I hope things work out okay

The skills-building continues. I had a pretty good weekend and I got a lot accomplished, putting my personal portfolio online. Looking at it now, I can see much room for improvement, which is good. I just need to not get hung up on feeling bad because I didn’t think of it the first time. This is an “iterative process” as they say. I need to just keep going back and refining.

I also have some additional things I’m working on that I hope will help me bring in extra money on the side. That has been interrupted with weather conditions, but at least I’m moving forward. Step by step, bit by bit. I am moving forward.

I just hope things work out okay. I often think things are perfect, then they are obviously not.  It can be a problem. The best I can do, sometimes, is just do what I feel is right and hope for the best. I just have to keep going, make adjustments where I need to, and keep learning… because this is all about learning. And growing. And improving regularly.

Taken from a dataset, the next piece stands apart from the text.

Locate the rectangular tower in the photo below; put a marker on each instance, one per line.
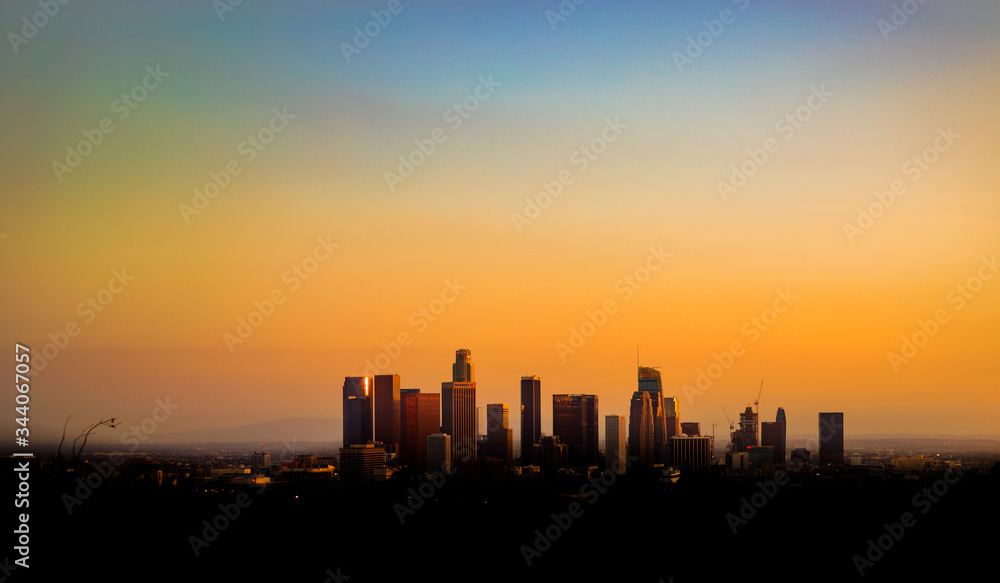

The main thing is not being thrown when things turn out really differently from how I expect or plan or prepare for. It can be a real problem for me to rebound after a setback. But I once heard someone say that a setback is a setup for a comeback, so I’m going to hang onto that idea.

And just keep going.

Author: brokenbrilliant

I am a long-term multiple (mild) Traumatic Brain Injury (mTBI or TBI) survivor who experienced assaults, falls, car accidents, sports-related injuries in the 1960s, '70s, '80s, and '90s. My last mild TBI was in 2004, but it was definitely the worst of the lot. I never received medical treatment for my injuries, some of which were sports injuries (and you have to get back in the game!), but I have been living very successfully with cognitive/behavioral (social, emotional, functional) symptoms and complications since I was a young kid. I’ve done it so well, in fact, that virtually nobody knows that I sustained those injuries… and the folks who do know, haven’t fully realized just how it’s impacted my life. It has impacted my life, however. In serious and debilitating ways. I’m coming out from behind the shields I’ve put up, in hopes of successfully addressing my own (invisible) challenges and helping others to see that sustaining a TBI is not the end of the world, and they can, in fact, live happy, fulfilled, productive lives in spite of it all.